Internationale Experten warnen vor Nuklearkrieg

Das Schiller-Institut hat die wichtigsten Beiträge internationaler Experten aus dem wöchentlichen Internettreffen der Internationalen Friedenskoalition vom 8. März in einem Video zusammengefaßt (Übersetzung aus dem Englischen und Spanischen). Sie finden das Video im englischen Original unter: https://schillerinstitute.com/blog/2024/03/14/international-experts-warn-of-danger-of-nuclear-war-today/

Helga Zepp-LaRouche, Gründerin des Schiller-Instituts, Deutschland

Ich möchte Sie alle begrüßen und meine Dankbarkeit dafür zum Ausdruck bringen, daß so viele Experten an diesem Aufruf teilnehmen, denn ich bin mir sicher, daß denkende Menschen in verschiedenen Teilen der Welt sehr besorgt darüber sind, daß wir näher an einem Atomkrieg sind als je zuvor in der Geschichte. Und angesichts der atemberaubenden Irrationalität vieler westlicher Regierungen brauchen wir eine außerordentliche Anstrengung der Internationalen Friedenskoalition (IPC) und anderer Friedensbewegungen, die wir vereinen müssen, um wirklich eine Veränderung der Situation zu erreichen.

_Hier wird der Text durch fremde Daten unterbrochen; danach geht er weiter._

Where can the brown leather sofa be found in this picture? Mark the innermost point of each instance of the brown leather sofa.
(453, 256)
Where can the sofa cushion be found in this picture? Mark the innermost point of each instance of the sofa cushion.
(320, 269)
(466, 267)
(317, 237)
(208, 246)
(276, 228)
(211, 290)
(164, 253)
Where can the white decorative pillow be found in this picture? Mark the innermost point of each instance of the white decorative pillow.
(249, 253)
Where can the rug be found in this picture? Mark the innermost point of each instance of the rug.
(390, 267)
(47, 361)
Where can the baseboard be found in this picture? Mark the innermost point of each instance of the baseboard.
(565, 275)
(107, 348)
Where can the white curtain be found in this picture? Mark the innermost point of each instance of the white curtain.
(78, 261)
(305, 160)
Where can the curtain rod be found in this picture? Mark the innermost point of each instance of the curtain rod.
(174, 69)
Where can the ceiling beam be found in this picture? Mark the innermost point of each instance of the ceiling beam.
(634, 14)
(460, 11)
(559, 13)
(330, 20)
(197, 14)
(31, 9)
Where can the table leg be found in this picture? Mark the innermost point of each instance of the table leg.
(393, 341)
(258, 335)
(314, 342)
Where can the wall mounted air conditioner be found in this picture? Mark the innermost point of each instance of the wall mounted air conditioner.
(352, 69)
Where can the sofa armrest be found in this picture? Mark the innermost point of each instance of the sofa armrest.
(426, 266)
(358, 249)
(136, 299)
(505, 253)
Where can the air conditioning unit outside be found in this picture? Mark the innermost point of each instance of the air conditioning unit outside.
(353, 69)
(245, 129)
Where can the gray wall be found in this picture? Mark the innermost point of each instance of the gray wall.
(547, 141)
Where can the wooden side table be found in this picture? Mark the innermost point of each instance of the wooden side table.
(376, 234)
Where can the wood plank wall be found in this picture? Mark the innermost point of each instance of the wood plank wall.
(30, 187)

Zum einen ist da das laufende NATO-Manöver Steadfast Defender. Es handelt sich um 90.000 NATO-Soldaten, die bereits seit Februar bis in den Mai hinein im Einsatz sind und zum ersten Mal das Szenario eines Angriffs Rußlands auf ein NATO-Land üben, dabei wird in dem Manöver eine große Anzahl von Truppen verlegt. Eine russische Publikation kommentierte das, solche Manöver seien eine sehr gute Tarnung und ein Vorwand für einen echten Angriff, deshalb sei Rußland in erhöhter Alarmbereitschaft.

Das Gleiche gilt natürlich auch für die strategische Gesamtlage. Die Idee, daß eine internationale Sicherheits- und Entwicklungsarchitektur auf die internationale Agenda muß, die die Interessen aller Länder der Erde berücksichtigt, kommt immer mehr in die Diskussion. Wie Sie in ein paar Minuten hören werden, hat ein Kongreßabgeordneter aus Mexiko eine sehr wichtige Rede mit genau dieser Forderung gehalten.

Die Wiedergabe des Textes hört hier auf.